Thursday, January 16, 2014



It's STILL the characters, stupid

A dramatic problem (suffering) is always about someone rather than something. Someone - some character - is acting to undermine or threaten the safety of another character or group of characters, or a character is threatened by a force of nature or super-nature. The problem is only ever definable in terms of who is experiencing it and where it may lead them. You can’t make drama out of a job, or a sack of money, or a property, not unless it is related to the well-being, safety, comfort or otherwise of characters. Problems must be personal if they are to be dramatic problems. The solutions, as well, are not ideas, or treaties, but persons - characters who hunt down the clues, who supply the needs, who fight the fight.

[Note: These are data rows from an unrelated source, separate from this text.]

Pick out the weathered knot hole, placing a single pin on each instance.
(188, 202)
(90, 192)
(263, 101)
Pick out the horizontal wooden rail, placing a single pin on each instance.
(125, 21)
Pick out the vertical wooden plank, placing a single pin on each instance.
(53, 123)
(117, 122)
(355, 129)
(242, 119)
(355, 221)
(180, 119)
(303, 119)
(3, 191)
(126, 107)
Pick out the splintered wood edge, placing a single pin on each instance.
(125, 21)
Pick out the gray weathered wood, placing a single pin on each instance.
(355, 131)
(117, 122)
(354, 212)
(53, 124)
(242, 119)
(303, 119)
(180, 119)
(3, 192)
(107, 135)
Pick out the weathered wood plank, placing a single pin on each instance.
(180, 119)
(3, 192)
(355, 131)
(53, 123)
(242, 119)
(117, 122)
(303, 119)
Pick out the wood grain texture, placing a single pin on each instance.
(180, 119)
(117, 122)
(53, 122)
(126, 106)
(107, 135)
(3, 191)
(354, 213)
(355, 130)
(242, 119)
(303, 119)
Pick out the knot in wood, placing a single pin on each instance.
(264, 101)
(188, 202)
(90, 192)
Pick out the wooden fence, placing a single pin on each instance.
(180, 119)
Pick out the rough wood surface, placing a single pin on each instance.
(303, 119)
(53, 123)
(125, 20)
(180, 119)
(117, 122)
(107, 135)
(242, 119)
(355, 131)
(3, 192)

Some times I wonder if the prevalence of passive characters in so many of the screenplays I have read is due in part to something more dramatic than laziness or lack of talent. Perhaps the presence of such characters is an expression of some kind of misguided strategy for explaining oneself into the hearts and minds of one’s readers. On one level, they might indicate that the writer simply hasn’t done the work, but on another level, perhaps the passive character is symptomatic of some raw, ill-managed fear, the unwitting embodiment of some personal neurosis that vicariously seeks to avoid failure by avoiding being anything at all. 

Wednesday, January 1, 2014


The sooner a writer realizes that s/he is not in control the better. A writer's job is not to rule like some grand puppeteer pulling the strings of the characters, but to free them, and in so doing, to liberate him/herself from the tyranny of proprietorship. As the writer relinquishes control, s/he begins to see that the written story's fundamental purpose is to inspire vision, and bring about the birth of the story that is directed, which in its way inspires the illumination of the edit and sound design, thus bringing about the incarnation of the story that is eventually transformed into the audience's experience of it. Understanding the inherent generosity of this process is crucial to grasping the most important insight of all - namely that there is nothing to own, that the art of the invisible - i.e.: screen storytelling - is about getting out of the way.